Pass the building code law now

INEVITABLY, the earthquake disaster in neighbouring Haiti has focused attention on Jamaica’s building codes.

The magnitude-7.0 earthquake of January 12, said to have been particularly destructive because its source was close to the surface, left in excess of 200,000 people dead, and countless others injured, homeless, without food, water and other basic amenities.

The great majority of the fatalities and injuries came as a result of collapsed buildings. Indeed, much of the infrastructure in Haiti’s capital Port-au-Prince and other towns and villages situated close to the epicentre of the earthquake, was destroyed.

Most experts seem to agree that should a tremor of similar magnitude hit Jamaica, it would not be on the same scale as experienced by our eastern neighbour. This, they suggest, is largely because of a superior culture in Jamaica in so far as construction is concerned.

We note the comment from Mr Michael Archer of the Incorporated Masterbuilders Association that an absence of adequate building standards at formal and informal levels in Haiti contributed to the scale of the disaster.

“When you look at the damage in Haiti, you see little or no steel,” Mr Archer is reported as saying in the Observer of January 27. And further: “Anyone who is building in Jamaica knows you have to find a mason and a steel man.
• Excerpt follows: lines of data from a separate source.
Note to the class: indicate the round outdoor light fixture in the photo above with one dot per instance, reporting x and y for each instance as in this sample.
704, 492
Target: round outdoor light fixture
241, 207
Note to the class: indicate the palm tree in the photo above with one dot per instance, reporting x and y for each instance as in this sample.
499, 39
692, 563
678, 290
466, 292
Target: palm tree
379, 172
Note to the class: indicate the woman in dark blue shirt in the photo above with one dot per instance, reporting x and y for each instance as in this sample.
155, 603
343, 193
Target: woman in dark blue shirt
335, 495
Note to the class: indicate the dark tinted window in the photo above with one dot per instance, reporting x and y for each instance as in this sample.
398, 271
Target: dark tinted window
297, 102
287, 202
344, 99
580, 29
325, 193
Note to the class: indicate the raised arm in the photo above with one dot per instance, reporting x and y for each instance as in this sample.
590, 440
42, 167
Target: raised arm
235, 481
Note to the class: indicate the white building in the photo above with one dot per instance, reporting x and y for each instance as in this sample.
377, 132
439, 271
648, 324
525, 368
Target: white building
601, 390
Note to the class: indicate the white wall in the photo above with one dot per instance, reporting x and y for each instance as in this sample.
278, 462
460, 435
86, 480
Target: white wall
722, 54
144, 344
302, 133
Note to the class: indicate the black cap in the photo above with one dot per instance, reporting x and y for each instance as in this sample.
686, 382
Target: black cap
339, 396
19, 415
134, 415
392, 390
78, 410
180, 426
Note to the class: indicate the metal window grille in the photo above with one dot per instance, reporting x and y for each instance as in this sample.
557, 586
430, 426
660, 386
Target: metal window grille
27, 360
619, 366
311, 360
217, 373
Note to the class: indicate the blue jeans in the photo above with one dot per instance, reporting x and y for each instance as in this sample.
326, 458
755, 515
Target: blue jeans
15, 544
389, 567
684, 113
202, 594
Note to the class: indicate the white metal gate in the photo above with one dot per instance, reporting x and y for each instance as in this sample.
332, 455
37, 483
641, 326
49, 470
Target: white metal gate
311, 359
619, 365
Even though they are building an informal structure they know how to build in a formal sense…”

He is supported by Mr Ronald Jackson of the Office of Disaster and Emergency Management to the effect that “the difference is that when our squatters build a concrete structure, they build with steel, while in Haiti there wasn’t much steel”.

But just in case some Jamaicans may have been tempted into complacency, we are reminded by a Jamaica Information Service (JIS) article published in yesterday’s Sunday Observer that an updated building code is yet to be made law in Jamaica.
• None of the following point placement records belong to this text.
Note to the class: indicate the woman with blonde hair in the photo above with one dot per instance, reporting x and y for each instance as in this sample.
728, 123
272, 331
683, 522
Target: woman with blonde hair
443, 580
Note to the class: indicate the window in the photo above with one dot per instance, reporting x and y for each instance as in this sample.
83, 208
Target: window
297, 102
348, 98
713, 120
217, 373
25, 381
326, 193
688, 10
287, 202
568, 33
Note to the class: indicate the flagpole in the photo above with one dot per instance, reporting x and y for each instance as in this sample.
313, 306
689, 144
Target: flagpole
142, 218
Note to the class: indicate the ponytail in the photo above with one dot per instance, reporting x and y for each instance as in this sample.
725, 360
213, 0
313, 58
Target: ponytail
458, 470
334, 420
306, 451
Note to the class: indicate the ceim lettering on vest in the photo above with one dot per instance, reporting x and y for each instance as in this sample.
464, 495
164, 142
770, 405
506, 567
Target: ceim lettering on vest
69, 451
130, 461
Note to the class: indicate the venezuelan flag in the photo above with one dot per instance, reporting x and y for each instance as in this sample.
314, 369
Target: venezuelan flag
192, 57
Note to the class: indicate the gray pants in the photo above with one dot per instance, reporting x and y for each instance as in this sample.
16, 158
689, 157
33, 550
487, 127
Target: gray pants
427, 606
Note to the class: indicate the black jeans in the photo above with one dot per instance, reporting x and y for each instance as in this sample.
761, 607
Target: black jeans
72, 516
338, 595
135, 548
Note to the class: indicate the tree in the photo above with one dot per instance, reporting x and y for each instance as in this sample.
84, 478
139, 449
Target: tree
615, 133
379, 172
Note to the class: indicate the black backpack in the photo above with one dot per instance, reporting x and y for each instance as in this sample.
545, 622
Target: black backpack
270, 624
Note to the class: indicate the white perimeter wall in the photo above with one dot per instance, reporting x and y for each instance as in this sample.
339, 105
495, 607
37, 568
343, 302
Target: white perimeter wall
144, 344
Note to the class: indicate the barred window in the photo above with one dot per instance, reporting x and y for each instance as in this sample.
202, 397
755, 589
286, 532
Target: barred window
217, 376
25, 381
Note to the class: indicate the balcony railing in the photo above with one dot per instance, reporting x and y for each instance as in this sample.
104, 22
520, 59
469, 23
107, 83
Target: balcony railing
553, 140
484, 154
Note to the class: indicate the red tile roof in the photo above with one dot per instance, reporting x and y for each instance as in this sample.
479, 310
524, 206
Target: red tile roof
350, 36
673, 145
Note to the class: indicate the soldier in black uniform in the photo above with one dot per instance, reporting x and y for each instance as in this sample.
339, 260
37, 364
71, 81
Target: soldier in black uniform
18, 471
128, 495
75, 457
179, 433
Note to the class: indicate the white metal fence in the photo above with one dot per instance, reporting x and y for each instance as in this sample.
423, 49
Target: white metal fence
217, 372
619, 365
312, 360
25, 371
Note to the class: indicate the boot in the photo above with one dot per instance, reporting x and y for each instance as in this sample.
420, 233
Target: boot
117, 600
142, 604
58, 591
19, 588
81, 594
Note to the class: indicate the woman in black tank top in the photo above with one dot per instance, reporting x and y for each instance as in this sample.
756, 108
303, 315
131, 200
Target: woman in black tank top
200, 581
As this newspaper understands it, there is a national building code which dates back to the ’80s. It is usually adhered to by planners, architects, engineers, builders and is the standard used by building officers in local authorities whose job it is to assess and recommend final approval of structures across the country.

Still we are perturbed that this standard was never made law. As we understand it, the Government is being pressed to pass into law an even more advanced and comprehensive code that would bring Jamaica in line with current international standards. Construction sector sources say local architects and engineers are already borrowing from international standards to reinforce the minimum required of them by the 1980s code.

We are encouraged by news that the proposed updated legislation is being fast-tracked by Government. Surely the Haiti disaster will provide the necessary impetus.

For as we all should know by now Jamaica exists on the same earthquake fault line as Haiti. The destruction of Port Royal in 1692 and of Kingston in 1907 should be ample reminders.

It’s not a question of ‘if’ a major earthquake will strike Jamaica, only ‘when’. Further as we see first-hand every hurricane season, Jamaica, the wider Caribbean, the south-eastern United States and those areas bordering the Gulf of Mexico lie in the path of some of the most destructive storms on the planet.

As a nation we have a responsibility to protect ourselves from the effects of these disasters every way we can.